18 December 2007

Technesse


I have been asked more than a few times, why I don't write down my thoughts.
Equally, I have been suggested to buy a memory storage-device (a kind of personal planner), which will keep track of my impending appointments and schedules, so that I do not miss any of these latter. "It is impossible that you will remember all your future commitments! This little device will remember them for you." But how will it remember? What if I forget to even look into the planner? Who will tell me to refer to the planner about things I have supposedly forgotten? If it is necessary that I should remember here, if my memory is left alone here, then I will dare to remember my entire schedule. Away with the planner!
Technology here as elsewhere quantifies memory. In effect it says, "You should remember only to look into this device... the rest the device does for you. You do not have to remember all those excessive details about your schedules, which is hard and cumbersome for you to remember!" But who says memory works this way - that it has quantitative limitations? Even if it has these limitations, are these limitations been tested? Isn't the limiting line drawn by this technological device, at best, an arbitrary estimation? Arbitrary and seductive, that it seduces the present-day lazy ones to "adjust" their limitations to the line prescribed by this device. What started out as a cushion, an auxillary, an extra-padding, now becomes the combatting device!

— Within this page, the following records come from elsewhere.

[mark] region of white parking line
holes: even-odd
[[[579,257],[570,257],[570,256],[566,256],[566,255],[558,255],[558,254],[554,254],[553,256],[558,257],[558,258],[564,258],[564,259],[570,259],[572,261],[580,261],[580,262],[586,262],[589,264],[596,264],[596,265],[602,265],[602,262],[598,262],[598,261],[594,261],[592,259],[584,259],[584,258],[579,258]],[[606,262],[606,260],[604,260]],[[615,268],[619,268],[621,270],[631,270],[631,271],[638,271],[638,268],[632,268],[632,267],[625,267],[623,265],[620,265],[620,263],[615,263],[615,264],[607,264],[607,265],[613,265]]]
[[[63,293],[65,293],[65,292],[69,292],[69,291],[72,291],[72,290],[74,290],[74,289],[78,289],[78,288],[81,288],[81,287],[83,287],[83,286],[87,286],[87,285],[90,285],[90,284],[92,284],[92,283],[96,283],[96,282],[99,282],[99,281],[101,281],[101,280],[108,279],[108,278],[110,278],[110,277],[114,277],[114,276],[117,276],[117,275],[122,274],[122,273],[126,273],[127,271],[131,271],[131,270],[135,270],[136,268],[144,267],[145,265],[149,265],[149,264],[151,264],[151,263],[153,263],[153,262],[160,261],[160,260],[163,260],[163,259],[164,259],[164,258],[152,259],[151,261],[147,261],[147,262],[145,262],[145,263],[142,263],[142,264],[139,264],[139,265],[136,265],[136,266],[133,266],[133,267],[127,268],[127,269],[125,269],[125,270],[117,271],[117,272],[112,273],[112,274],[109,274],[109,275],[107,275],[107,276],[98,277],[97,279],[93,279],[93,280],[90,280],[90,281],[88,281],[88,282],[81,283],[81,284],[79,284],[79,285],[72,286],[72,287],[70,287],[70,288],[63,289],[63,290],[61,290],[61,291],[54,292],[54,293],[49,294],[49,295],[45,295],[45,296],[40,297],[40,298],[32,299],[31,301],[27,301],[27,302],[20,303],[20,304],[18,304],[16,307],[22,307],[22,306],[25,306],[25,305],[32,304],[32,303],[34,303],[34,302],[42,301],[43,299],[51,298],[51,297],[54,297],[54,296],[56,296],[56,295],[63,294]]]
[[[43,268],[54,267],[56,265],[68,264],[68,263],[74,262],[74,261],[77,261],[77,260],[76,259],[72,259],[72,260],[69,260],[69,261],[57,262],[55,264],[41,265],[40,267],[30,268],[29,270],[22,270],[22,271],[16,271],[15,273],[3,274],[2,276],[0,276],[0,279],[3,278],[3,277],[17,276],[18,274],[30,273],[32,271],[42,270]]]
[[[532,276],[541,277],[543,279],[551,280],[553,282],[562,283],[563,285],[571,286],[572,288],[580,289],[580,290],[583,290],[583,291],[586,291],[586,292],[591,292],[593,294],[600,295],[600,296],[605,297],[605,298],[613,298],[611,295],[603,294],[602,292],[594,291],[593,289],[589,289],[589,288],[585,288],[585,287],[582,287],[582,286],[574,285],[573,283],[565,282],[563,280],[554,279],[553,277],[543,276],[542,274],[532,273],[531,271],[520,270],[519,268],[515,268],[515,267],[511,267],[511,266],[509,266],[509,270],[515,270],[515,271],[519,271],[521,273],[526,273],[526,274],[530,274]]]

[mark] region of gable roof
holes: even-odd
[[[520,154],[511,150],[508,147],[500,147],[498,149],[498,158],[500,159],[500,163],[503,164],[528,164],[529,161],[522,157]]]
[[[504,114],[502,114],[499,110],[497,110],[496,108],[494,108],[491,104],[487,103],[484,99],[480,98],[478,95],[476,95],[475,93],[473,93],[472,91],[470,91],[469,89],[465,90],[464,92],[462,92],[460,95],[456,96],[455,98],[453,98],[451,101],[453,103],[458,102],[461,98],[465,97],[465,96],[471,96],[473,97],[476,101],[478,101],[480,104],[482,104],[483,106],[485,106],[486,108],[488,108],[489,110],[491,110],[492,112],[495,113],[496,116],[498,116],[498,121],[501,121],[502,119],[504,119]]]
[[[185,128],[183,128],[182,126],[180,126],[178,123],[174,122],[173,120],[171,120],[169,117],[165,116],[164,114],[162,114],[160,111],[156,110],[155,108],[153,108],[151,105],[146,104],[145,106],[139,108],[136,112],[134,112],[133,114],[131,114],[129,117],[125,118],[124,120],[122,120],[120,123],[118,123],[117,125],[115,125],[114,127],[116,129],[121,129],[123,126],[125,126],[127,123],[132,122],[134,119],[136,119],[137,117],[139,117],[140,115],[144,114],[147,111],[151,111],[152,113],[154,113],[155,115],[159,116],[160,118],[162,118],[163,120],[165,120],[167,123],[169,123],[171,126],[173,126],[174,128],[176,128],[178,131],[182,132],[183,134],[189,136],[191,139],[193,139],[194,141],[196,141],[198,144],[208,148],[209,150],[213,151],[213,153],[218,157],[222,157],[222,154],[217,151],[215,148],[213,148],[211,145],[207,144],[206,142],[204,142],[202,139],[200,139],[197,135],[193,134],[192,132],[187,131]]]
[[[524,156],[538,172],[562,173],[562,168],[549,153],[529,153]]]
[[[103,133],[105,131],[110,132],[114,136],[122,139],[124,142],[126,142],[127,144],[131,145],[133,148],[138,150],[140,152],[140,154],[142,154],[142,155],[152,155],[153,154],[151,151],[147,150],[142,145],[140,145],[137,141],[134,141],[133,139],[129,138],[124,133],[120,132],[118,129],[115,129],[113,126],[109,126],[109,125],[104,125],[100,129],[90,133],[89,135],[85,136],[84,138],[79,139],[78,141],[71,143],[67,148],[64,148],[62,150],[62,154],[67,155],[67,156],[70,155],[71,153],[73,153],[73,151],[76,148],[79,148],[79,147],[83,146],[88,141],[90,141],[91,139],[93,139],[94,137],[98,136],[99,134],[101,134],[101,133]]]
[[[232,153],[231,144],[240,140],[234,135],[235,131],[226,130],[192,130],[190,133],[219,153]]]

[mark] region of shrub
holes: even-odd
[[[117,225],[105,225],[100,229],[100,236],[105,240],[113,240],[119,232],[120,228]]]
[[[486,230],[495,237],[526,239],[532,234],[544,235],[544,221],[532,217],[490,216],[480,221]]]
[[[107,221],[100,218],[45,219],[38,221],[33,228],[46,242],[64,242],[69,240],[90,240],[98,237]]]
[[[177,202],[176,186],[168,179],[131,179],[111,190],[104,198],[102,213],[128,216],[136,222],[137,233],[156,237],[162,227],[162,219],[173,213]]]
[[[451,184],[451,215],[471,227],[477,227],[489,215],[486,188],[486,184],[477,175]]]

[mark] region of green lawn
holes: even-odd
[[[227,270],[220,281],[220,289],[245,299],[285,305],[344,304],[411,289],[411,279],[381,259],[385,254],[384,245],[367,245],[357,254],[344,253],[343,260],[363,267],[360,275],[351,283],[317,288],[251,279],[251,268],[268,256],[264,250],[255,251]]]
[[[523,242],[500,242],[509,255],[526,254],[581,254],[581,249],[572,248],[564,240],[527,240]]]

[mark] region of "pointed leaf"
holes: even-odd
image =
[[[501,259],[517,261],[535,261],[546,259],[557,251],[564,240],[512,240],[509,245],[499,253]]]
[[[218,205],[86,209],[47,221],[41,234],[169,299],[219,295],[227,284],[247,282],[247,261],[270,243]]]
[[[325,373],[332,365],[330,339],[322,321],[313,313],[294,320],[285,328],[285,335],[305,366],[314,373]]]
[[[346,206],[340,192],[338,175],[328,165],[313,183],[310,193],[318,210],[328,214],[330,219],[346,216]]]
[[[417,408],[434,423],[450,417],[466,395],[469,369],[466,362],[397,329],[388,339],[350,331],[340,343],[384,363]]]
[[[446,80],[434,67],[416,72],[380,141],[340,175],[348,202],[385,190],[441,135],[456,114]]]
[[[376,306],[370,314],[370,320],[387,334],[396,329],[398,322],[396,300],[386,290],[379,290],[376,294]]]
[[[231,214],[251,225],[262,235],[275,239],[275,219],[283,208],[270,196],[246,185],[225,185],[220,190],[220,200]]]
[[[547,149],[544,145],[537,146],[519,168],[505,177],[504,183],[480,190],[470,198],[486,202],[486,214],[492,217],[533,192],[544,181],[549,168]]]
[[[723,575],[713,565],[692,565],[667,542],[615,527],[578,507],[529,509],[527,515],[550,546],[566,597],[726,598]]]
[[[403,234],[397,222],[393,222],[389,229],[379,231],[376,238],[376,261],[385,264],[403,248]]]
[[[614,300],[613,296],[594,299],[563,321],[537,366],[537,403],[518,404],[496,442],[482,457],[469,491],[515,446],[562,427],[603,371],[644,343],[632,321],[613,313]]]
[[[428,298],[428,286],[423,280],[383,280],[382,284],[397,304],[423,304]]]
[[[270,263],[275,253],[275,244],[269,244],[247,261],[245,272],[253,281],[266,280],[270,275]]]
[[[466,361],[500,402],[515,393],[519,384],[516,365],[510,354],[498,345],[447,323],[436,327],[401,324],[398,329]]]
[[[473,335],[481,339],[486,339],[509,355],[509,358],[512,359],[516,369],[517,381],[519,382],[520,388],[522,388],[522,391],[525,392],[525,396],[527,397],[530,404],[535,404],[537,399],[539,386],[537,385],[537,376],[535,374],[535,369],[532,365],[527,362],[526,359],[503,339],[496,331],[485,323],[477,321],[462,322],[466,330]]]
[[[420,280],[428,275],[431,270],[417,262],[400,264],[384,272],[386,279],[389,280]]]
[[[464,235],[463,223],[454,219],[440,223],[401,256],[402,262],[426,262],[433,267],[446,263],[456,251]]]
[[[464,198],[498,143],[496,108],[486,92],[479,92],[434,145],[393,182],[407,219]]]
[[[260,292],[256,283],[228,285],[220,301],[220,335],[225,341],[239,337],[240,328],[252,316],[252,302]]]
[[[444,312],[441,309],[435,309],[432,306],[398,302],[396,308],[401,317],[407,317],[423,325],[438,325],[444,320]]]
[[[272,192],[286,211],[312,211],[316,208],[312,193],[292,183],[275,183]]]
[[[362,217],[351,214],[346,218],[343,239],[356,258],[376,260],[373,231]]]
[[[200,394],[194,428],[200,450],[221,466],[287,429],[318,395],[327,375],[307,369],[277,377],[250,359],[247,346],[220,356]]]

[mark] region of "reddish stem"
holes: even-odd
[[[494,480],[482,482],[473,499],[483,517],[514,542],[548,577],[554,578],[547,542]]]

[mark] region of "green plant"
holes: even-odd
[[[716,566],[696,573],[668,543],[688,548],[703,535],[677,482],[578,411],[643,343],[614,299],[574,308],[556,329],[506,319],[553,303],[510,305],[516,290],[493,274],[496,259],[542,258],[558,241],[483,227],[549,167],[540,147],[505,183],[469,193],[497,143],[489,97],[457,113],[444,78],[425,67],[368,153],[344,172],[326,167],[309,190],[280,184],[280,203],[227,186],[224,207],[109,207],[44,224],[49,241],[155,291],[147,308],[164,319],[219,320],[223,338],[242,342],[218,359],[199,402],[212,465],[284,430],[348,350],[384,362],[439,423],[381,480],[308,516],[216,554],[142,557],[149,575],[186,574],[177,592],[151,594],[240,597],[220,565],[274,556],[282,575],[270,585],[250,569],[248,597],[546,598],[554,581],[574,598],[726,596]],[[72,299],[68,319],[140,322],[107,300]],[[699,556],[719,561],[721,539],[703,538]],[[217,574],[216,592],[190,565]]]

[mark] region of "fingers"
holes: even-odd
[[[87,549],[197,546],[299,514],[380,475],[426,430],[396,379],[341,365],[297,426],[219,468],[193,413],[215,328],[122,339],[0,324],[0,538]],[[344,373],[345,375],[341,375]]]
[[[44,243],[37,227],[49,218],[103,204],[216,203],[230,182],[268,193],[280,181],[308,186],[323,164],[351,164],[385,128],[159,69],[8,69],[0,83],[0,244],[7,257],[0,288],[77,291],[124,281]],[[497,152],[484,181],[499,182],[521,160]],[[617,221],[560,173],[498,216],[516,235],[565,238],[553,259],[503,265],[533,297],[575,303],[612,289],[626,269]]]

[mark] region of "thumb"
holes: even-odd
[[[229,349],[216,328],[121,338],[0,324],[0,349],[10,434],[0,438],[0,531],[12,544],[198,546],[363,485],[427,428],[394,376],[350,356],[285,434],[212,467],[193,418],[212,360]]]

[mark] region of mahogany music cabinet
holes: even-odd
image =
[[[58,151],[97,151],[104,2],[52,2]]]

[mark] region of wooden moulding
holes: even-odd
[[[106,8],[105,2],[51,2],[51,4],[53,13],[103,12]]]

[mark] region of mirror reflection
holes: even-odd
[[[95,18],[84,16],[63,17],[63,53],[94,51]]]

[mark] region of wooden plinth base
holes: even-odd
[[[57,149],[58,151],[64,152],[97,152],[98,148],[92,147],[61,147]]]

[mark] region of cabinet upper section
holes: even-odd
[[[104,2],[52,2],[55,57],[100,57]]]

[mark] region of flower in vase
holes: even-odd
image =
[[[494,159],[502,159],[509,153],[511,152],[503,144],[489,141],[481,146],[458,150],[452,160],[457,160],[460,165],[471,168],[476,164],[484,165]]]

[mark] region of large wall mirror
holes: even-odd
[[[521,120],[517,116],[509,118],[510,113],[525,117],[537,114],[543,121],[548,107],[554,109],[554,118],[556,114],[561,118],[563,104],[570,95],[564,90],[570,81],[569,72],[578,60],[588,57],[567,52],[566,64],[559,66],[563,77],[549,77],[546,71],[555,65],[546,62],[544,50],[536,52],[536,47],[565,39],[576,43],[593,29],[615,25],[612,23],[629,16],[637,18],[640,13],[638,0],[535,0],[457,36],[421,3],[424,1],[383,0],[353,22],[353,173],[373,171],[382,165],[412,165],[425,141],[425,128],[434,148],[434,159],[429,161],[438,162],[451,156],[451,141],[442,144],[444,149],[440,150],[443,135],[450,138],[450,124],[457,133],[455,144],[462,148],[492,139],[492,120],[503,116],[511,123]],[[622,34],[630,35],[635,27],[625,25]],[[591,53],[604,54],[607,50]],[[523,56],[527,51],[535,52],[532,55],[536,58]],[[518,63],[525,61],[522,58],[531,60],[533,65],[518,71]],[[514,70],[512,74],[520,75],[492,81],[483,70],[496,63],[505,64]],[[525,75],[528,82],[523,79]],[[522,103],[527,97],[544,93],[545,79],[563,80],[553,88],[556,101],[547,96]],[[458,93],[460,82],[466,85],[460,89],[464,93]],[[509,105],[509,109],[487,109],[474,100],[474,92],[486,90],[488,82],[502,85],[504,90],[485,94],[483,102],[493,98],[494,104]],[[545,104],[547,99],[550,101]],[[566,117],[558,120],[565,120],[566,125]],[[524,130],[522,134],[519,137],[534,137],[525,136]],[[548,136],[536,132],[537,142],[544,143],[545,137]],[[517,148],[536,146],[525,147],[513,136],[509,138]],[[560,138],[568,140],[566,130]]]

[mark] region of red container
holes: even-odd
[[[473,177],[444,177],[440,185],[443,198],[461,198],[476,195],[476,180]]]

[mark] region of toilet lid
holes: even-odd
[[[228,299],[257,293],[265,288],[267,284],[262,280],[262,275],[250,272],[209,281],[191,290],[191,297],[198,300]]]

But this is not limited to "technology" as in gadgets and electronics. The majority of mankind has always been "technological" even before gadgets were invented. How else does one explain the amazement with which one gapes at a math wizard, who can multiply two six digit numbers in the blink of an eye? Is this amazement not that of a softenend mind which claims appreciation of the other as the consolation of a self-defeat? What next? - writing because one has to think?